Deep learning has many critics, including New York University professor and Gary Marcus, who has written an in-depth critical appraisal of deep learningand regularly writes about the shortcomings of neural networks and connectionist AI models.
Deep learning has distinct limits that many AI experts and scientists regularly point to:
- Deep learning algorithms are data hungry need a lot of training data to perform the simplest of tasks.
- Deep learning algorithms are good at performing specific tasks, terrible at generalizing their knowledge and carrying their capabilities to other domains. A new problem domain usually requires a new model and training from scratch.
- Neural networks, the underlying structure of deep learning algorithms, are hard to understand. Often, even the creators of deep learning algorithms are hard-pressed to make sense of their innerworkings.
To be clear, this is not the final word on deep learning and the current state of artificial intelligence. In fact, other AI experts debunk the criticism thrown at deep learning. Talks over the limits and capabilities of deep learning models often trigger heated debates between the best path to create efficient AI.

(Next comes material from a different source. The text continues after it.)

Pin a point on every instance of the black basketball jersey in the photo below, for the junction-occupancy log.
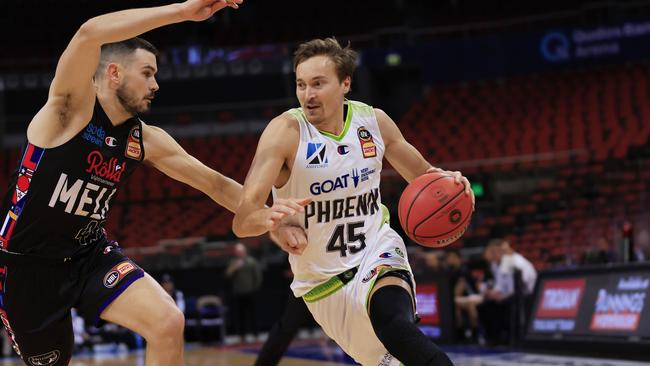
(59, 198)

But what many experts agree on is that artificial intelligence will require the combination of many different techniques and approaches, including neural networks, neuroscience, and GOFAI.
“I think a better lesson to be learned is that we have to take into account the total cost of any solution and that so far they have all required substantial amounts of human ingenuity. Saying that a particular solution style minimizes a particular sort of human ingenuity that is needed while not taking into account all the other places that it forces human ingenuity (and carbon footprint) to be expended is a terribly myopic view of the world,” Brooks concludes in his post.